Strapping the Melbourne Cup winner in last Tuesday’s race that stopped the nation was a dream come true for one former Benalla teenager.
Growing up locally, Natasha Boucher moved to Melbourne in February to work as a strapper in the stables of Mark Kavanagh, who prepared cup winner Shocking.
And seeing the four-year-old galloper pip overseas visitor Crime Scene by a narrow margin after coming from a seemingly impossible position brought Boucher to tears.
“I just cried, I was just so emotional,”” she said.
Boucher said she had a premonition on race day that something special would happen.
“I had a gut feeling when the race started,” Boucher said.
But the 19-year-old strapper said she did have a moment of doubt during the grueling 3200 metre race.
“Mid-way through the race I was worried,” she said.
“He was three horses wide and I didn’t think he had anything left in him.
“But at the 300 metre, I saw him coming, and head for home… and win,” a euphoric Boucher said.
“He is such a relaxed, easygoing horse and, even with the noise of the crowd, he didn’t get stirred,”
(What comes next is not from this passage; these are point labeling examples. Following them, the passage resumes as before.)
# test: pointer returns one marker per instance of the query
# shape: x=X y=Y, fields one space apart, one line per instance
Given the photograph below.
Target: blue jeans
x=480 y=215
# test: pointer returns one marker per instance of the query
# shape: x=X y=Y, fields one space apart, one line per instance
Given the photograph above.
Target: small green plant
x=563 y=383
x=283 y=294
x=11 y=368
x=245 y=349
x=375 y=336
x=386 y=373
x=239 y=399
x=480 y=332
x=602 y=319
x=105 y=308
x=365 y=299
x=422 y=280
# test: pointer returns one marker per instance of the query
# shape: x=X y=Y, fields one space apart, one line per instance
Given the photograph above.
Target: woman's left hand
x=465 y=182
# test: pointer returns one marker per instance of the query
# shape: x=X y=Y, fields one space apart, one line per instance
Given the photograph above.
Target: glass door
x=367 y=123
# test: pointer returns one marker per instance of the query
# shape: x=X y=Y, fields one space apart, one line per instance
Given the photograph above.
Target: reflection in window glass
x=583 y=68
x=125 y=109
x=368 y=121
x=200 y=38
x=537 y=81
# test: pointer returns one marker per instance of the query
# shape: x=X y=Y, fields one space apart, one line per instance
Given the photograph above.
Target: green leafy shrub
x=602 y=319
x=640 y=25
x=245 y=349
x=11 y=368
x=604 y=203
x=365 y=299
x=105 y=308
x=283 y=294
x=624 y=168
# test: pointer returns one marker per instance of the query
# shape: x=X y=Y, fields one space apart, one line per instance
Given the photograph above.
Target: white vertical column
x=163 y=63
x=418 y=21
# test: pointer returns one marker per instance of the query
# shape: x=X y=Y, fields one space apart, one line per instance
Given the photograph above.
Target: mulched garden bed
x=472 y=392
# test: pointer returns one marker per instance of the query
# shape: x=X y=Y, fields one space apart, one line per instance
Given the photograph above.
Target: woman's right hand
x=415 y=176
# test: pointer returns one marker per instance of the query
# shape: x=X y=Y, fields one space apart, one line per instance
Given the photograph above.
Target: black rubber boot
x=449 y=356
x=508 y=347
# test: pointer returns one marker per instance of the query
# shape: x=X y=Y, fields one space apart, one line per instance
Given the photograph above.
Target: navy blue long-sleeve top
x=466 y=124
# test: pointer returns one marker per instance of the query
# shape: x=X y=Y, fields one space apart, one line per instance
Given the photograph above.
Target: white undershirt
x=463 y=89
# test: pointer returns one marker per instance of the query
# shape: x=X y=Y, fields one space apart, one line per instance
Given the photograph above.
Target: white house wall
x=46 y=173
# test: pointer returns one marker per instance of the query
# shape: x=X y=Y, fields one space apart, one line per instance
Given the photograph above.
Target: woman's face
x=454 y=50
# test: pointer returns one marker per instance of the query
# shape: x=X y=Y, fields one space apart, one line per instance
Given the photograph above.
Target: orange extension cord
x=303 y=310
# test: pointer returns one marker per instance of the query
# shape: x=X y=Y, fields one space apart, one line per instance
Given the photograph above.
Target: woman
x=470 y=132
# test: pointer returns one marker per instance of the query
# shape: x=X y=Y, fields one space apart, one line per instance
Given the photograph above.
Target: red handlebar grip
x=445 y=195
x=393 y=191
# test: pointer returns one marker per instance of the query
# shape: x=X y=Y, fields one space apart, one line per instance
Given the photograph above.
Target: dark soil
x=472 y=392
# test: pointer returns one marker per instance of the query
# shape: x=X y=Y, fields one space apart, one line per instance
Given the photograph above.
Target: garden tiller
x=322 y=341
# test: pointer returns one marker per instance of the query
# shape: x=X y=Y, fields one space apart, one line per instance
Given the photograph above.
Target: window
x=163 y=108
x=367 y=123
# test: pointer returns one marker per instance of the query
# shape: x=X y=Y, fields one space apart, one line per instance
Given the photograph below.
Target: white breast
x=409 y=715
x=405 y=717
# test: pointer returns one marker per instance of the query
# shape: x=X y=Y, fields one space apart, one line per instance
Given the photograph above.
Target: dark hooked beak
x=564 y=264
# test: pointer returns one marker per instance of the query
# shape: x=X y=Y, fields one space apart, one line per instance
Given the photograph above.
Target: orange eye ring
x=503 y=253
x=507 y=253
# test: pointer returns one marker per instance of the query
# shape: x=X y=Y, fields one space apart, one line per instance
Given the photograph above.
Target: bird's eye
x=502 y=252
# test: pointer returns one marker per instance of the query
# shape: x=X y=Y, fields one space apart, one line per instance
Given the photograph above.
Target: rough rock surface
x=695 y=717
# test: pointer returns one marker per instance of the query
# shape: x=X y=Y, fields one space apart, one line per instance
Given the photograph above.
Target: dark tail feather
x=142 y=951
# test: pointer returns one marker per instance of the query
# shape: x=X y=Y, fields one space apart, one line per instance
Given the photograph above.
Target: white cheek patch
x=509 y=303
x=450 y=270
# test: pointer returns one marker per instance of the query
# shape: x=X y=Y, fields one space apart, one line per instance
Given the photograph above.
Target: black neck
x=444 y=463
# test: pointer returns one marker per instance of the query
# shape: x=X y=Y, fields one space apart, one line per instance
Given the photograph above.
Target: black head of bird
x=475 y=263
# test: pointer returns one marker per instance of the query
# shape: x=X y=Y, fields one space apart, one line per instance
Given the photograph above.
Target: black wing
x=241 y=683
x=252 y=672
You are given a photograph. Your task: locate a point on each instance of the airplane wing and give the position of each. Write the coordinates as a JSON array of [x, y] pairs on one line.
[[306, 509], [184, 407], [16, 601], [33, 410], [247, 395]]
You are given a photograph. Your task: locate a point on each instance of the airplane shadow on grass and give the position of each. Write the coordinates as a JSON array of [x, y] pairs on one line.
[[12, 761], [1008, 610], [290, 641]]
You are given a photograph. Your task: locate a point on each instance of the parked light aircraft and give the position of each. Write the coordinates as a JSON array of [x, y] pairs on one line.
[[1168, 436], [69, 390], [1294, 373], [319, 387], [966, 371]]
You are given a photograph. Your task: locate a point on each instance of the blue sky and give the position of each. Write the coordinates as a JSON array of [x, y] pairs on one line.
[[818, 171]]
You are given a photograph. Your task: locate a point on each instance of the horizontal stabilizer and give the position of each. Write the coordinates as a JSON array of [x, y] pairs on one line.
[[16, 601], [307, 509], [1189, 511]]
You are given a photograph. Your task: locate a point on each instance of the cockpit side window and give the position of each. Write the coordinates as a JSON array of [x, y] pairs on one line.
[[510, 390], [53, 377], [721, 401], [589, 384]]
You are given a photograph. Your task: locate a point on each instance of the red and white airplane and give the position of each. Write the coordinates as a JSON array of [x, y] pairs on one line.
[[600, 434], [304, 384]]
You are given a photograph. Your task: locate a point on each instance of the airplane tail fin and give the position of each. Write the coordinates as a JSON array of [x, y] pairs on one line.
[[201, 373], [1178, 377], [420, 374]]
The former Benalla Pony Club rider said she received a replica Melbourne Cup trophy commemorating Shocking’s amazing win.
“I’ll keep it at home, in a safe, glassed box,” Boucher said.
Completing her Year 12 studies last year, the former Benalla College student said she had planned to take 2009 off as a gap year and start university next year.
“I think I’ll put uni on hold for now and see what happens with Shocking,” Boucher said.
These plans include taking Shocking to race at the Dubai World Cup meeting in March next year.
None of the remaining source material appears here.